Content is republished with permission from Malwarebytes.

What is Trojan.Agent Kryptik?
 
The Malwarebytes research team has determined that Trojan.Agent Kryptik is a Trojan Clicker. Typically these are used to perform online actions in order to boost hit-counts.
 
How do I know if I am infected with Trojan.Agent Kryptik?
 
There are hardly any visible signs unless you are actively looking. You may experience a slower then normal computer.
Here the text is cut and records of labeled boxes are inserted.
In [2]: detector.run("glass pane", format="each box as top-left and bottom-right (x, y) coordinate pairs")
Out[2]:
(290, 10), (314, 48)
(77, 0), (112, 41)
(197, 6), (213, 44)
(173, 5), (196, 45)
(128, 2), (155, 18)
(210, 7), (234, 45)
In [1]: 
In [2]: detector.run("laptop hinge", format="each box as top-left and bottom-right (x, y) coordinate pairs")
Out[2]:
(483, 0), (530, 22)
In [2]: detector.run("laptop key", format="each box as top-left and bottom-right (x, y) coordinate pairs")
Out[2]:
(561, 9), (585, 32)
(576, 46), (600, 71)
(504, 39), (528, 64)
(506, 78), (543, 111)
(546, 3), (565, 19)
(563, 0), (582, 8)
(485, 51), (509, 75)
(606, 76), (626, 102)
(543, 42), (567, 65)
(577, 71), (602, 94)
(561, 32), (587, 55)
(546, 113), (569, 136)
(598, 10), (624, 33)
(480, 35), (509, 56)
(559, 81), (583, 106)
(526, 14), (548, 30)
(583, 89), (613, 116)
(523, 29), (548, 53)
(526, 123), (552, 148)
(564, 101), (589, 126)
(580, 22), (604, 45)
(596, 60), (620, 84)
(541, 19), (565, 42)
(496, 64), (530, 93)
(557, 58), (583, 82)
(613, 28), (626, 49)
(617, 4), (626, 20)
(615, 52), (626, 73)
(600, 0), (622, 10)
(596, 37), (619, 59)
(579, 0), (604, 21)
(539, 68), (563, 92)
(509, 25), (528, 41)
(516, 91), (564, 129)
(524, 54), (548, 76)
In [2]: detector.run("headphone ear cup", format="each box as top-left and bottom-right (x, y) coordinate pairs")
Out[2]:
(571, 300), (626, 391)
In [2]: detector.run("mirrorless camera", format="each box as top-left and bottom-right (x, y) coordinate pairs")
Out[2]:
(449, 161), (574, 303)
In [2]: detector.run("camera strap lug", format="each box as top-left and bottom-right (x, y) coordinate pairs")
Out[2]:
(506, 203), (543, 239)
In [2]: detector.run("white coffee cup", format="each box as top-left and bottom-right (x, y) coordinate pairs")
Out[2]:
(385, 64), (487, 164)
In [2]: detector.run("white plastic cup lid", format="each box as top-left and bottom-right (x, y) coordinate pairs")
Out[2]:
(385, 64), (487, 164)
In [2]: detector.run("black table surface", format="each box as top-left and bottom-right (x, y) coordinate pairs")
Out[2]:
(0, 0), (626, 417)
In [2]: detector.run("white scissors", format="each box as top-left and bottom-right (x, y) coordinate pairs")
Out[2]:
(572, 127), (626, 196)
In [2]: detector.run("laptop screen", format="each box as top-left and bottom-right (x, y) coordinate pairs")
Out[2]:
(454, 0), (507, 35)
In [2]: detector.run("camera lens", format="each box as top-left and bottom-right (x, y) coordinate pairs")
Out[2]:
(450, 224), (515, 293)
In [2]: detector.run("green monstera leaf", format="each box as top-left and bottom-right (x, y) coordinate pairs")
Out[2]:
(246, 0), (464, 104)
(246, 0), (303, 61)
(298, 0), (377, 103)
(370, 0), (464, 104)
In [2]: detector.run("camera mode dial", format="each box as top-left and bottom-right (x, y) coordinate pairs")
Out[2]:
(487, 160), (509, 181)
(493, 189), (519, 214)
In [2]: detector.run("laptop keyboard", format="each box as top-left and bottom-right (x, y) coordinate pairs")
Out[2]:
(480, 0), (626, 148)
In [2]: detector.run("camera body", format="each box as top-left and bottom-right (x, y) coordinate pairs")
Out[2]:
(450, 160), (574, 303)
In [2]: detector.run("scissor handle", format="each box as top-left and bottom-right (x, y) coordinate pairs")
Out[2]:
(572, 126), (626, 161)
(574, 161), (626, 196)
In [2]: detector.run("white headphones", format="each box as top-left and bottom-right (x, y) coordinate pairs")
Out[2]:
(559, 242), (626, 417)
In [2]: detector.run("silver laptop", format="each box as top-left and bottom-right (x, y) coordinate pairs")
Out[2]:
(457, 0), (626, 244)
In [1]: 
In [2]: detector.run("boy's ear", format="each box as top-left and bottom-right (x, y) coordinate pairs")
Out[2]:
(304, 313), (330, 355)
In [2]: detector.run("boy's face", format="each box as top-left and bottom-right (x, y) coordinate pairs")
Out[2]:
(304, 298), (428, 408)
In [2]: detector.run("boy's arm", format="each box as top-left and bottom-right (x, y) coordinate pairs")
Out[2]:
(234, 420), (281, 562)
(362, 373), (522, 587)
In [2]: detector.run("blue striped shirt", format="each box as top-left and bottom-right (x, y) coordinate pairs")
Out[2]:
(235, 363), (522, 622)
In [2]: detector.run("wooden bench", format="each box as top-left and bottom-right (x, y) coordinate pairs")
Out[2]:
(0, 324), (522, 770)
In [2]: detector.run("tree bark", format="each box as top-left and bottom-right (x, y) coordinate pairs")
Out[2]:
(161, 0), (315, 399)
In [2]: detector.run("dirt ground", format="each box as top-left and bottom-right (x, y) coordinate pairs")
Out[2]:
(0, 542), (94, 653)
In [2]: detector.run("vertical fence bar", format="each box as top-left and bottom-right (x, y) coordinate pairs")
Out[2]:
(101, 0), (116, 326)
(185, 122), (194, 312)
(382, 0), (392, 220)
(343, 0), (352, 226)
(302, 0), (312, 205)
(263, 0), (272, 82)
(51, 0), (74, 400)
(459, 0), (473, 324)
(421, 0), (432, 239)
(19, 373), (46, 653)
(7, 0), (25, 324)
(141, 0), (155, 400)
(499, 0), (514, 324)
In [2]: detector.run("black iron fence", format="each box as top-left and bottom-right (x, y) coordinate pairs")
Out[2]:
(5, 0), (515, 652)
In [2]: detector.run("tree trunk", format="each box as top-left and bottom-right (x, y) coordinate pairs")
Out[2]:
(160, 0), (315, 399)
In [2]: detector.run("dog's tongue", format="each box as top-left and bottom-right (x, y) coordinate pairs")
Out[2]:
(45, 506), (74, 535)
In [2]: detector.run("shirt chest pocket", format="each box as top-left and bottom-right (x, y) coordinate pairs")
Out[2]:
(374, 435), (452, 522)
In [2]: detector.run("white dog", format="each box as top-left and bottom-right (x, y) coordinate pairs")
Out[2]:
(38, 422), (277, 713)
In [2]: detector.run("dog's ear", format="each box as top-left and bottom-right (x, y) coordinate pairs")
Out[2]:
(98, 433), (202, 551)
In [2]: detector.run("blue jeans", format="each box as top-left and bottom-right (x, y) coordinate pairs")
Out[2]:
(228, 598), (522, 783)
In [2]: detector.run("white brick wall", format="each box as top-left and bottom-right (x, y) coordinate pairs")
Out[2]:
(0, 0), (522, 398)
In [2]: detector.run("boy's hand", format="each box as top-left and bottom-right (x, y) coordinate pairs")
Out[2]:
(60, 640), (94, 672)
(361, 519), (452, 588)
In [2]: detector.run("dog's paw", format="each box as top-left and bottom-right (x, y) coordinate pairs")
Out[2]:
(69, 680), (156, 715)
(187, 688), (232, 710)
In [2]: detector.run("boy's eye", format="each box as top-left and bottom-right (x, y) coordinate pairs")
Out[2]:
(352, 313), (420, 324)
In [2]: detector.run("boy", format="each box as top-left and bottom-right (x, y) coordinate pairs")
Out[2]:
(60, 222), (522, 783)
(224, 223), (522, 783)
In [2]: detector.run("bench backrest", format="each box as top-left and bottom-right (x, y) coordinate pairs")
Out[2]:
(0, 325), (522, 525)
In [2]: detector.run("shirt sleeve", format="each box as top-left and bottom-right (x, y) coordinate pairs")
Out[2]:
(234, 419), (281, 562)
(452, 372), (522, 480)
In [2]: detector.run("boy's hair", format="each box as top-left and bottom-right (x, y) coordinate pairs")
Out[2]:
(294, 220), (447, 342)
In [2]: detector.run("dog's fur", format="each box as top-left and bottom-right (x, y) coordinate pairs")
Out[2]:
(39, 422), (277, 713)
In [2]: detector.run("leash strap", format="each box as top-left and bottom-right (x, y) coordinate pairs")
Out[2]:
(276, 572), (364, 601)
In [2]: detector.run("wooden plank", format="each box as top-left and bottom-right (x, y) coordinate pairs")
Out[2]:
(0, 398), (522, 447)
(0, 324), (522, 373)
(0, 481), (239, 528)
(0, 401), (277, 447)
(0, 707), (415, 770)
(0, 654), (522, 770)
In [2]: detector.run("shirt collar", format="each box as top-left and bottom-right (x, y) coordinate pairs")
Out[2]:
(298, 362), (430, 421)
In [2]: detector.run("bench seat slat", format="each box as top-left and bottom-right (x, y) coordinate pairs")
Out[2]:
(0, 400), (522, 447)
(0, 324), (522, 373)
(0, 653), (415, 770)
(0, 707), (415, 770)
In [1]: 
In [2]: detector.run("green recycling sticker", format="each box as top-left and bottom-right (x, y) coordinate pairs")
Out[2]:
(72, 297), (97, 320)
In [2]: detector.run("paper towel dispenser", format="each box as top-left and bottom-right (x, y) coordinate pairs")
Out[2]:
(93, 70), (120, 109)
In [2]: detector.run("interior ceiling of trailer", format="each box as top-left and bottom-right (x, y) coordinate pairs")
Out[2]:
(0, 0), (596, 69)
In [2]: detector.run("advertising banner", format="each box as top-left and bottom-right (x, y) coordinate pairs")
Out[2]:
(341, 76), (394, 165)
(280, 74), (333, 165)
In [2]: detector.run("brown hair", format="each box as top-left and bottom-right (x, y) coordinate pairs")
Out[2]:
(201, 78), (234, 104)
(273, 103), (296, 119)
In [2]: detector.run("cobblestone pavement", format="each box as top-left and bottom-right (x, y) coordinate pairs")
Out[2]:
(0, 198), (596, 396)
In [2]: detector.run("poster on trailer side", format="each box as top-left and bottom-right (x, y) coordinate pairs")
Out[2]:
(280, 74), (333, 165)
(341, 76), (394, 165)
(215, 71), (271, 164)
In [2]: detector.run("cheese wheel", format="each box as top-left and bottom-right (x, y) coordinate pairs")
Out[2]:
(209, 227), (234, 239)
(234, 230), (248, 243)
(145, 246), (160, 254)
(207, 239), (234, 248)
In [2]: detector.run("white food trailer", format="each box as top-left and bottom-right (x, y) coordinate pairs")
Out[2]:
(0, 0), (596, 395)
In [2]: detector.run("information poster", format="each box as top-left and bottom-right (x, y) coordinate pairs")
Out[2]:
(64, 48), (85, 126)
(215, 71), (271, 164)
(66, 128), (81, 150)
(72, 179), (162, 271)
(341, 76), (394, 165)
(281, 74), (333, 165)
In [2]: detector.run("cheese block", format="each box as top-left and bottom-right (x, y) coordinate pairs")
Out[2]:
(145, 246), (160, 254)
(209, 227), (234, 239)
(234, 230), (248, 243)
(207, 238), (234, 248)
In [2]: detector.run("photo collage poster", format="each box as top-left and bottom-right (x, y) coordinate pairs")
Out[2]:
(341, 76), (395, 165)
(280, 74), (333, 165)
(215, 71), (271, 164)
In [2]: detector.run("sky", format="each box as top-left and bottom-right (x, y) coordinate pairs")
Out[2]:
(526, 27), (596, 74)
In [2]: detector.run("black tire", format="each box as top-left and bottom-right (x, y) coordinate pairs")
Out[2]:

Once you start looking what's wrong you may spot some oddly named folders in your %ApplicationData% folder. (The full path to this folder is usually C:\Documents and Settings\{username}\Local Settings\Application Data

 
The names of the folders are a mix of the following components:

First part list:
Game,Tool,Utility,Sysutil,Browser,Navigator,Modulator,Receiver,Calculator,Validator,UI,Provider,Teller,Narrator,Supporter,Volunteer,Vinyl,Polyester,Cotton,Whisky

Second part list:
Visual,Optional,Jawa,Software,Assistant,Model,Gravity,Higgs,Medium,Noteworthy,Pale,Infinity,Voice,Sync,Joint,Mobile,Wireless,Radio,Humble,Beerware
 
I highlighted the examples we found to demonstrate how this turned out in the screenshot above.
 
If you run HijackThis, OTL or something similar you will find a corresponding Startup key.
 

O4 - HKCU\..\Run: [VolunteerJoint] C:\Windows\System32\rundll32.exe "C:\Documents and Settings\{username}\Local Settings\Application Data\VolunteerJoint.dll",DllRegisterServer

Using Process Explorer or a similar tool that enables you to look at the properties of a running process you can look at rundll32.exe and see the dll it has loaded.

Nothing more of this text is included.